Which one of the following is the most appropriate immediate management step?
- A. Administer intravenous (IV) diphenhydramine 50 mg
- B. Administer intramuscular (IM) epinephrine 0.5 mg
- C. Administer intravenous (IV) hydrocortisone 200 mg
- D. Administer nebulized salbutamol 5 mg
- E. Administer subcutaneous (SC) epinephrine 0.3 mg
Explanation
The correct answer is:
- B. Administer intramuscular (IM) epinephrine 0.5 mg
Detailed Explanation:
This patient is presenting with anaphylaxis, characterized by acute onset of illness involving skin/mucosa (urticaria) along with respiratory compromise (wheeze, hypoxia) and cardiovascular compromise (hypotension/shock).
- Option B (Correct): Intramuscular (IM) epinephrine is the first-line treatment for anaphylaxis. It acts on alpha-1 receptors (vasoconstriction to improve BP), beta-1 receptors (increased cardiac output), and beta-2 receptors (bronchodilation and inhibition of mast cell mediator release). The correct site is the anterolateral thigh (vastus lateralis). The dose for an adult is 0.3 mg to 0.5 mg.
- Option A (Incorrect): Antihistamines (H1 blockers) like diphenhydramine relieve cutaneous symptoms (itch, hives) but have no effect on the life-threatening respiratory or cardiovascular obstruction. They are adjunctive therapy only.
- Option C (Incorrect): Corticosteroids (like hydrocortisone) have a delayed onset of action (4-6 hours). They may help prevent biphasic reactions (though evidence is weak), but they play no role in the immediate resuscitation of an anaphylactic patient.
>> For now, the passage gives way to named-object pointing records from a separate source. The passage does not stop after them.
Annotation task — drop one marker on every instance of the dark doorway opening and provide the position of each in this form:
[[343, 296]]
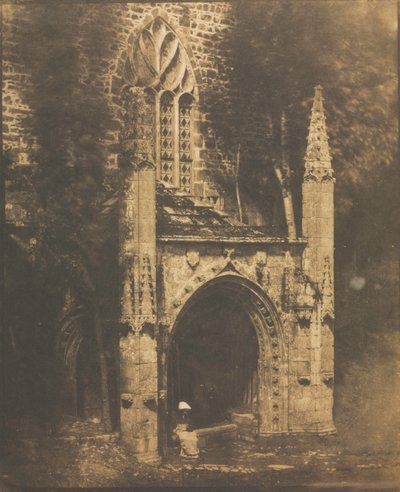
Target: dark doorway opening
[[213, 360], [88, 389]]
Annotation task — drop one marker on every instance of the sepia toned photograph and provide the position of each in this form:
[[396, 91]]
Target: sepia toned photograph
[[199, 282]]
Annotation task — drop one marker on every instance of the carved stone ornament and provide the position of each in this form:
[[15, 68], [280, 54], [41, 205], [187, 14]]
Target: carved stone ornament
[[193, 258], [158, 60], [304, 315], [261, 258], [328, 313]]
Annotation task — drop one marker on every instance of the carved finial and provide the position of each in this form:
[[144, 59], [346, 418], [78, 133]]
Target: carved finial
[[317, 155]]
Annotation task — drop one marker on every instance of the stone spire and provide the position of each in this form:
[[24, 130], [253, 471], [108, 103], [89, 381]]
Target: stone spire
[[317, 154]]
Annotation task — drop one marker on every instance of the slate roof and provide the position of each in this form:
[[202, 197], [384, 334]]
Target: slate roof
[[180, 216]]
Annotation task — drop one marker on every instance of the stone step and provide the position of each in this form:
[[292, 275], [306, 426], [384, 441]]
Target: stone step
[[216, 434]]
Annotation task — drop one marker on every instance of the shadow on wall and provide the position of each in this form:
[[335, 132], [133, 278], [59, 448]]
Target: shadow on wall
[[367, 398]]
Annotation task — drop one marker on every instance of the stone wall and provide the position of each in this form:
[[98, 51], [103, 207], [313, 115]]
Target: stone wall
[[106, 34]]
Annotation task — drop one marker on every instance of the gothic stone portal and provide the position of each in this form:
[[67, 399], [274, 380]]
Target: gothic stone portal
[[226, 354]]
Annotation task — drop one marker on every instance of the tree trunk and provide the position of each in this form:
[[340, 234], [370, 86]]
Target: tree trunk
[[104, 376]]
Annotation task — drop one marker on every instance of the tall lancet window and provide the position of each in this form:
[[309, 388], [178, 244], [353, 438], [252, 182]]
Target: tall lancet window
[[185, 144], [160, 62], [166, 164]]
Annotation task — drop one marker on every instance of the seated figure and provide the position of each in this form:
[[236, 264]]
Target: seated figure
[[186, 437]]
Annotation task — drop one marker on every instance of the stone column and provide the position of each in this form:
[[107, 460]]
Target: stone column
[[138, 322], [318, 229]]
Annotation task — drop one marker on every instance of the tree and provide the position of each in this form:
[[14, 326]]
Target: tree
[[69, 118]]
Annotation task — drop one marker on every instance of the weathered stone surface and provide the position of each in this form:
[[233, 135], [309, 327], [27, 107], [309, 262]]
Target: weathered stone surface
[[285, 286]]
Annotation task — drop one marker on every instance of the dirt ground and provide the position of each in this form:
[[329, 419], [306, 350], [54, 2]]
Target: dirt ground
[[306, 463]]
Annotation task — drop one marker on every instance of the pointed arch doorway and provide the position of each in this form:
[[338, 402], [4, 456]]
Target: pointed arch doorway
[[226, 354]]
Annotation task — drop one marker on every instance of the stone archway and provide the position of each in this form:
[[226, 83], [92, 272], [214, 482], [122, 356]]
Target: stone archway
[[258, 315]]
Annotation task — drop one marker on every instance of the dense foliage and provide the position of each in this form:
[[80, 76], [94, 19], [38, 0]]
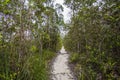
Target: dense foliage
[[29, 37], [94, 39]]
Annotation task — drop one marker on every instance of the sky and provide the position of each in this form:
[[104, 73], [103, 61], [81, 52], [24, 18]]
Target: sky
[[66, 10]]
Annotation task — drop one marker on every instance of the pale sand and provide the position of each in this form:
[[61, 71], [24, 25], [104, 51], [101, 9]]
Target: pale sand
[[61, 70]]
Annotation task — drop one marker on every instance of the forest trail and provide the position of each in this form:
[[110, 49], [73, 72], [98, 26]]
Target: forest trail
[[61, 70]]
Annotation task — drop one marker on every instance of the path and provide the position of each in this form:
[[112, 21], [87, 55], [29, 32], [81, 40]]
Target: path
[[61, 70]]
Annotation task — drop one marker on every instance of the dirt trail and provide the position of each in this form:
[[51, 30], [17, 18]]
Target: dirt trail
[[61, 70]]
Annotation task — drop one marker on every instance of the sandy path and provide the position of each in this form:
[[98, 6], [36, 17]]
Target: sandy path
[[61, 70]]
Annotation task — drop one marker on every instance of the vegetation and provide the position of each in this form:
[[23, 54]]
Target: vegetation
[[93, 39], [29, 38]]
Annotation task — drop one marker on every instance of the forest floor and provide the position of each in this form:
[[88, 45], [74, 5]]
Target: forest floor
[[60, 68]]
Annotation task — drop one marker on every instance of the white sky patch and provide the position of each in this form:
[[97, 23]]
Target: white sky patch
[[66, 10]]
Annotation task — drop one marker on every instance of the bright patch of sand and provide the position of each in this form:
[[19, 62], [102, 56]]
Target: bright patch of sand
[[61, 70]]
- Option D (Incorrect): Nebulized salbutamol is indicated for bronchospasm that is resistant to epinephrine, but it does not address the hypotension or upper airway edema. It is an adjunctive therapy.
- Option E (Incorrect): Subcutaneous (SC) absorption of epinephrine is unreliable and slower compared to the IM route. Current guidelines strongly advocate for the IM route over SC.
References
- Canadian Society of Allergy and Clinical Immunology (CSACI). Anaphylaxis in Schools & Other Settings. 3rd Edition.
- Sampson HA, et al. Symposium on the definition and management of anaphylaxis: summary report. J Allergy Clin Immunol. 2005.
- Canadian Paediatric Society (CPS). Dietary exposures and allergy prevention in high-risk infants. Position Statement. 2019 (Reaffirmed 2021).
- Medical Council of Canada. Objectives for the Qualifying Examination Part I.
- Health Canada. The Canadian Food Labeling Guidelines regarding Priority Allergens.